The agreement will significantly reduce import duties on UK whisky and gin, with tariffs set to fall from 150 per cent to 75 per cent initially and further to 40 per cent by the tenth year of the pact. Nearly 79 per cent of Scotch imported into India is used by domestic manufacturers for blending and bottling operations.The Confederation of Indian Alcoholic Beverage Companies said the gradual reduction would provide domestic manufacturers time to adapt, but called for a review of state-level excise and taxation policies.

Steel sector safeguards

India’s concerns regarding UK steel safeguard measures have been addressed in the final agreement. Around 85 per cent of India’s steel exports are expected to remain outside the scope of restrictive measures, while concessions have been secured across 188 tariff lines . Officials said India will continue WTO-level engagement on remaining issues.

Double Contribution Convention

The DCC, which will also enter into force on July 15, exempts Indian workers and employers from making dual social security contributions in the UK during temporary assignments. The period of exemption has been increased from 3 years to 5 years .According to the UK government, the agreement allows “detached workers” temporarily working abroad to remain covered by their home country’s social security system instead of contributing to the host country’s system. The agreement does not create new rights to state pensions or other social security benefits.More than 75,000 Indian professionals and over 900 companies are expected to benefit. The UK is India’s second-largest export market for IT services, accounting for an estimated 17 per cent of sector export revenues.
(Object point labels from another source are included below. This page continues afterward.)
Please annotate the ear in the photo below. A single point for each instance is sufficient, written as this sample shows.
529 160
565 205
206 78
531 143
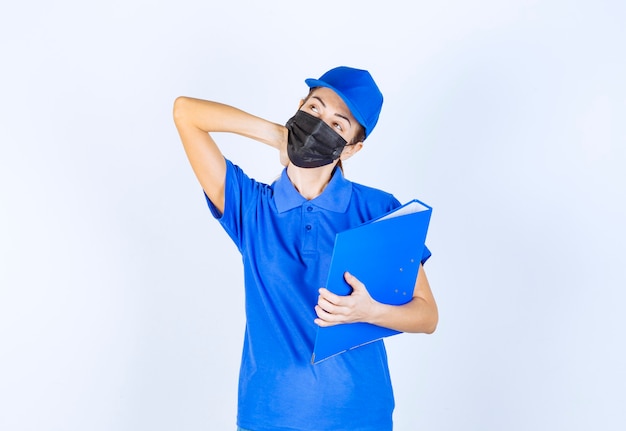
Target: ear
350 150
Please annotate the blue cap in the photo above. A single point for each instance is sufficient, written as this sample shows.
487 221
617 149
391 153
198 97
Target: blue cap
357 89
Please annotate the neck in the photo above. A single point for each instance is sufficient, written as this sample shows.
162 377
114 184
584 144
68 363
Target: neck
310 182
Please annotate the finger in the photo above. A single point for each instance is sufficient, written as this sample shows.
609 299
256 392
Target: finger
354 282
325 316
329 296
328 306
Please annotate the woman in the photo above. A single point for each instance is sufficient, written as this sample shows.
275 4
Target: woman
285 232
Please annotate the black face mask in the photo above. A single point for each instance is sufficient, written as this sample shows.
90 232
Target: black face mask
311 142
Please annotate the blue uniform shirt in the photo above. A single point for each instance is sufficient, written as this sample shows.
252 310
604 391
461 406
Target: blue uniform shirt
286 244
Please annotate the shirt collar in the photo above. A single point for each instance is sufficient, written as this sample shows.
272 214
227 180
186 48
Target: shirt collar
335 196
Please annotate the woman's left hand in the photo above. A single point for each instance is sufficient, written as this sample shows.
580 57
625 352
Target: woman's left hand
333 309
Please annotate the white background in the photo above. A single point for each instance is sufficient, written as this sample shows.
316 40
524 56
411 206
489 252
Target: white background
120 298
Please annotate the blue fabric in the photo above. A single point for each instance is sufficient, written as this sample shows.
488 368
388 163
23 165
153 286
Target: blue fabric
286 243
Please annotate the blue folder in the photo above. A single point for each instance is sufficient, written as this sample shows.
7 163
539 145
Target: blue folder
385 255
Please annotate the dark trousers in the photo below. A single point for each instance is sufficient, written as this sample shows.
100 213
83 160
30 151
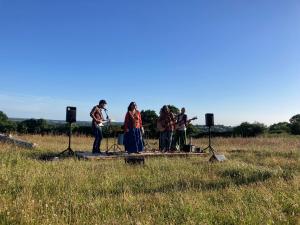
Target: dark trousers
98 138
179 139
166 140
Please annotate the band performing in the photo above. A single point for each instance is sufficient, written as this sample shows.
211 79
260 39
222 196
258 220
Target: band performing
172 128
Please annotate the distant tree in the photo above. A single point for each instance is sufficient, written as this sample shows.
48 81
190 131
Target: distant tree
278 128
295 124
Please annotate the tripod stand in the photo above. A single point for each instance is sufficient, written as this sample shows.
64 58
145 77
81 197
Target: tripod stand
209 147
115 146
147 144
69 149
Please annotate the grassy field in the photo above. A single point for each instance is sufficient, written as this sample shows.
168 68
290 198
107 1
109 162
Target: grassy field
259 184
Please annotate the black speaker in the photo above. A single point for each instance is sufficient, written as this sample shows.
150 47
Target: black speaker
209 119
188 148
71 114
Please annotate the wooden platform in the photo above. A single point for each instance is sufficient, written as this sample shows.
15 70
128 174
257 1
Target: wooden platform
122 155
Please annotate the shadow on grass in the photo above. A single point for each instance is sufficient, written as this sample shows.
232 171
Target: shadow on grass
228 178
49 156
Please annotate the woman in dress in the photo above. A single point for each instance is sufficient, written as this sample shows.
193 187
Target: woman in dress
166 125
133 140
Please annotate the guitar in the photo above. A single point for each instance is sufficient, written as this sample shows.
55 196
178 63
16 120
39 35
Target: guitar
102 124
179 123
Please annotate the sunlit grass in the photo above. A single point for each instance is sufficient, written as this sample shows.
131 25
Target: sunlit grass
259 184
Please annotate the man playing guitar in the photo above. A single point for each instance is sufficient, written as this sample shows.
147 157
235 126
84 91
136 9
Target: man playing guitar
97 125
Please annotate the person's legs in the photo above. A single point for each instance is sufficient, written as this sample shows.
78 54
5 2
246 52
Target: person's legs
175 140
169 135
182 138
98 137
164 141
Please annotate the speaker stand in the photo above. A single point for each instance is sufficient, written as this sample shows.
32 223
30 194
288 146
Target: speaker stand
209 147
215 157
115 146
69 149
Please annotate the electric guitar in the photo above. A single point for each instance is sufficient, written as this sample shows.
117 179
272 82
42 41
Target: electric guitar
103 123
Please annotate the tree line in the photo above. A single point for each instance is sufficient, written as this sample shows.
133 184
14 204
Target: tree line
245 129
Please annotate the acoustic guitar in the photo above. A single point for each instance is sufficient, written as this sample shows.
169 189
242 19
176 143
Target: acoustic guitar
178 124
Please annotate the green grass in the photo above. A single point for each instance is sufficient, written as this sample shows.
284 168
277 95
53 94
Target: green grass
259 184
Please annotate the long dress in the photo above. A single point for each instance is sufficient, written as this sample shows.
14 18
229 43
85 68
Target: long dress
133 140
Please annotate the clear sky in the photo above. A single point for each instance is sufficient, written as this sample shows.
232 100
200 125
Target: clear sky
239 59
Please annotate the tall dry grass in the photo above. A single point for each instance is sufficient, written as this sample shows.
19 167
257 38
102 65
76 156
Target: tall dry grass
259 184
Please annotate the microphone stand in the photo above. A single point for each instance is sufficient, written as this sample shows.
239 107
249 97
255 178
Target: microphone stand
108 130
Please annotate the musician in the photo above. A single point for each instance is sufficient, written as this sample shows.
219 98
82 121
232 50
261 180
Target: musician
97 122
166 125
181 126
133 127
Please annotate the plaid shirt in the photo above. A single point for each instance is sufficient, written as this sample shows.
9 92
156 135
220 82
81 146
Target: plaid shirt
97 116
167 121
133 120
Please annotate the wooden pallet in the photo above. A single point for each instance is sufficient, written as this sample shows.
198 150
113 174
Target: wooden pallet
122 155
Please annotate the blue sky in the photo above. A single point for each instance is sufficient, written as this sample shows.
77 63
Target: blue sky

Services trade and investment linkages

The agreement is expected to significantly boost exports in services sectors including information technology, financial services, education and professional consulting. India’s services exports to the UK reached approximately USD 21.6 billion in 2024, compared to services imports of USD 13.7 billion.The DCC is expected to reduce employment costs for Indian companies with UK operations, improve the competitiveness of Indian service exporters, and facilitate cross-border workforce mobility. An estimated 90-95 per cent of Indian professionals working in the UK through Indian employers are expected to benefit from the arrangement.

Digital trade and regulatory coordination

The CETA includes a chapter on digital trade requiring both parties to accord legal recognition to electronic contracts, authentication and signatures. The agreement also includes provisions protecting against the forced transfer of source code, though it does not guarantee the free flow of data across borders.Discussions on the UK’s Carbon Border Adjustment Mechanism remain ongoing as the regulatory framework is yet to be finalised.

Vision 2035

The agreement is part of the broader India-UK Vision 2035, a transformative roadmap redefining bilateral cooperation across business, research, innovation, science and technology, and knowledge. The vision aims to deepen economic ties through enhanced trade, investment, financial cooperation, and innovation-driven partnerships.Both countries are aiming to double bilateral trade, currently estimated at around USD 60-70 billion, to USD 120 billion by 2030.